New tables (for remaining phases): - superpower_event_subscriptions — inter-app event wiring (Phase 9) - superpower_cron_schedules — cron job definitions and next-fire timestamps (Phase 13)


10) Success Metrics

Metric Target Why
Apps created via vibe-coding 50+ in first month Validates creation UX
App completion rate (start → save) >60% Sage is generating usable apps
Dry-run pass rate >80% on first attempt Schema validation is helpful not blocking
Sandbox test → save conversion >70% Users trust what they test
Operations per app (median) 4-8 Sweet spot of useful but not overwhelming
p95 execution time <4s Responsive enough for chat context
Security incidents from UGC apps 0 Sandbox is working

Feature Flags & Gating

Flag Key Default Purpose
enable_superpower_system true Master switch for superpower runtime
max_superpower_slots_free 1 Slot limit for free-tier users
max_superpower_slots_paid 3 Slot limit for Superpowers+ subscribers (grows to 6 at L10 per PRD 3)
enable_capability_hints true Contextual superpower discovery prompts
superpower_creation_enabled true Allow users to create new superpowers via chat
enable_bill_split true Bill Split miniapp availability
enable_trip_planner true Trip Planner miniapp availability

See REFERENCE_FEATURE_FLAGS.md for the full catalog.


Telemetry

Event Trigger Properties
superpower_created User finishes creation flow superpower_id, operation_count, creation_method
superpower_installed User equips a superpower superpower_id, slot_index, source (marketplace/created)
superpower_triggered User invokes a superpower superpower_id, trigger_type, latency_ms
superpower_error Runtime error during execution superpower_id, error_type, operation_id
capability_hint_shown Hint displayed to user hint_type, superpower_id
capability_hint_acted User acts on a hint hint_type, action (installed/dismissed)

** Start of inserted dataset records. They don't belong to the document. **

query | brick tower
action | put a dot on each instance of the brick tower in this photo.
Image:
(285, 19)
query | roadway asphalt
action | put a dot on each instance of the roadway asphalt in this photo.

Needed but not yet tracked: - superpower_tier_up — when a superpower advances from Bronze → Silver → Gold - superpower_uninstalled — when a user removes a superpower - superpower_creation_abandoned — when creation flow is started but not completed - superpower_dry_run_executed — when user tests an app in sandbox mode

See REFERENCE_TELEMETRY.md for the full event catalog.


Definition of Done

  • All 15 operation types advertised to LLM in app_generator.py system prompt
  • completion_criteria and escalation fields added to CustomAppDefinition schema
  • completion_criteria runtime evaluation in GenericConfigHandler
  • Escalation rule routing on operation failures
  • All shipped features have integration tests in tests/integration/
  • Runtime sandbox prevents superpowers from accessing unauthorized data
  • Idempotency keys prevent duplicate operations on retry
  • Feature flags gate all new superpower capabilities
  • Telemetry events fire for creation, installation, trigger, and error
  • Free-tier slot limits enforced and tested (1 slot)
  • Paid-tier slot limits enforced and tested (3 starting → 6 at L10, per PRD 3)
  • Superpower creation flow handles edge cases (cancel, timeout, invalid config)
  • Performance: superpower execution completes within 3 seconds (p95)
  • Dry-run mode has clear UX indicators (test mode banner in responses)
  • Domain allowlist documented in security review process docs

Open Questions

  • Should first-party miniapps (Python handlers) migrate to JSON definitions over time for consistency, or keep the hybrid model?
  • What's the right UX for "this app needs Gmail access but you haven't connected Gmail yet" — inline OAuth flow or redirect to settings?
  • Should inter-app events (Phase 9) be synchronous (blocking) or async (fire-and-forget)?
  • Template filter library: should we open-source it and accept community contributions?